OH rules for concealed carry could soon change - Cleveland 19 News Cleveland, OH

OH rules for concealed carry could soon change

With a new bill, concealed handguns could be allowed in places where they are currently banned. (Source: Raycom Media) With a new bill, concealed handguns could be allowed in places where they are currently banned. (Source: Raycom Media)
(WOIO) -

Earlier this week, the Ohio House passed a bill that could allow concealed handguns into places where they are currently banned, receiving mixed reaction.

Currently, concealed carry owners in Ohio can't take their handguns into several places, including day cares, public areas of airport terminals and police stations, some government facilities and college campuses.

“These are law-abiding citizens who have passed all of Ohio's requirements. They have received necessary background checks, education and training.
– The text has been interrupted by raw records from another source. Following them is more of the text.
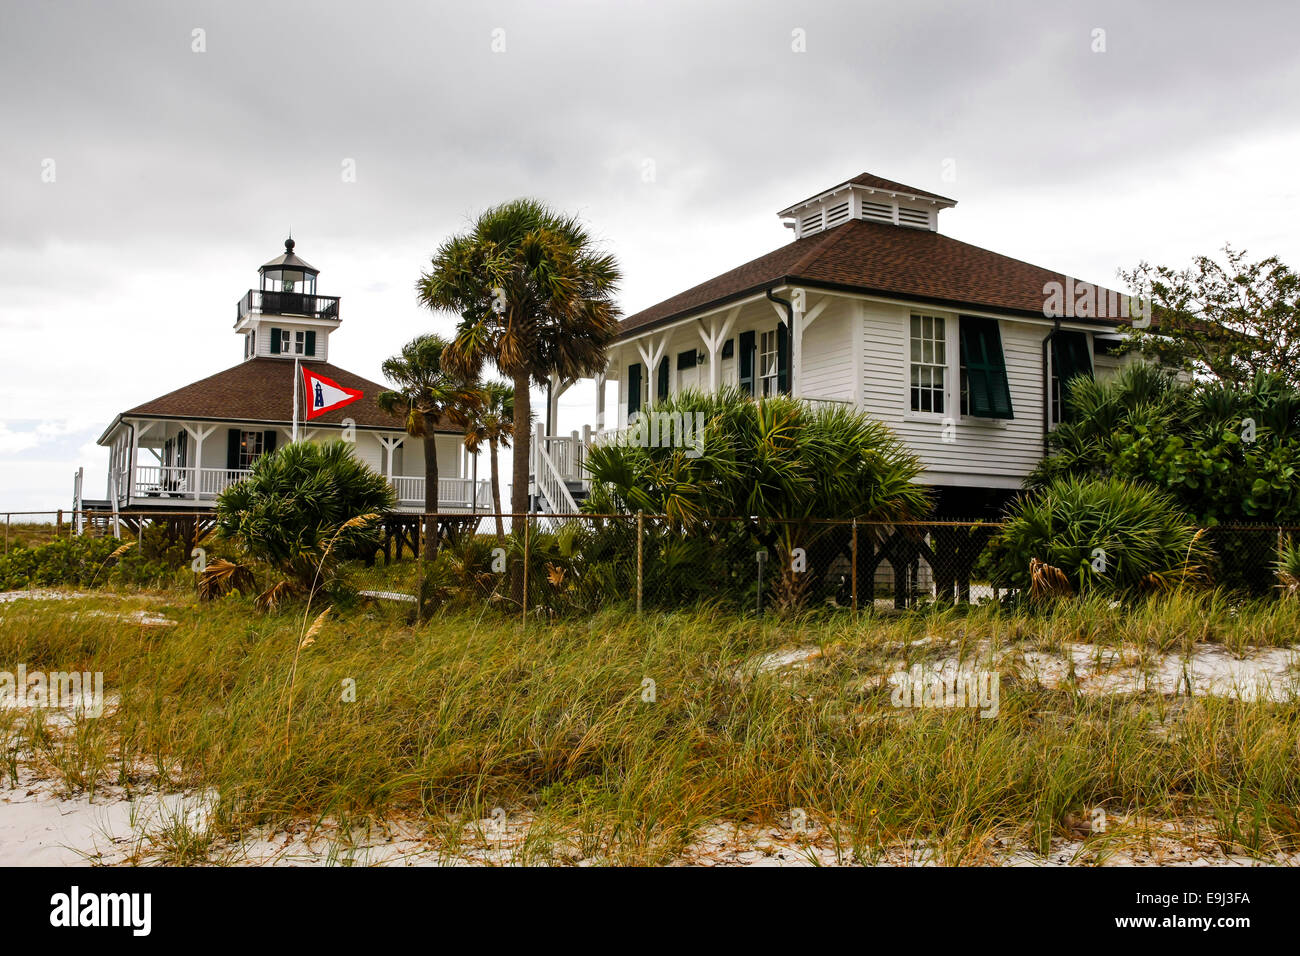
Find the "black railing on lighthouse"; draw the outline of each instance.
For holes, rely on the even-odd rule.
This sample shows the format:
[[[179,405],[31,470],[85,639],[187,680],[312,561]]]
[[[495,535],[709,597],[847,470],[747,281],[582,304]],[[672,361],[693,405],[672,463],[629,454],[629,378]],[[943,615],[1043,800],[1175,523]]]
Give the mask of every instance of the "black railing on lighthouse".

They shouldn't have to avoid those areas,” said Ronald Lemieux, with the Buckeye Firearm Association.

House Bill 48 would change that. It just passed 63 to 25 on Tuesday.

Lemieux, who supports the bill, says it clears up some confusing language for concealed carry holders. 

The legislation would also allow concealed handguns in school safety zones, as long as they're locked in the car.

“This bill would allow parents, or other individuals who have legitimate business at schools, to secure their firearm and their vehicle, and perhaps drop off lunch or medication to their child,” Lemieux explained.

Democratic State Rep Greta Johnson voted against the bill.

“There was no debate allowed on the House floor Tuesday on this particular bill. That's very troubling to me. That allows for the constituents I serve not to be served in that manner,” Johnson said.

Public and private colleges and universities would get to decide whether or not to allow concealed handguns on campus. Johnson says they would not be held liable if something goes wrong. She says places, like colleges and day cares, are too vulnerable to allow concealed carry handguns.

“I understand when people say the only thing that stops a bad guy with a gun is a good guy with a gun. That's why we have such good police officers, such incredible first responders,” she said.

The bill’s author, Republican State Rep Ron Maag, says it maintains provisions in current law that prevent people with mental illnesses and convicted felons from gaining access to a concealed carry permit.

House Bill 48 heads to the Ohio Senate next.

To get a concealed carry permit in Ohio, you must be at least 21 years old and go through at least eight hours of training with a certified weapons instructor. Then once you fill out an application for a permit, you must submit to a background check.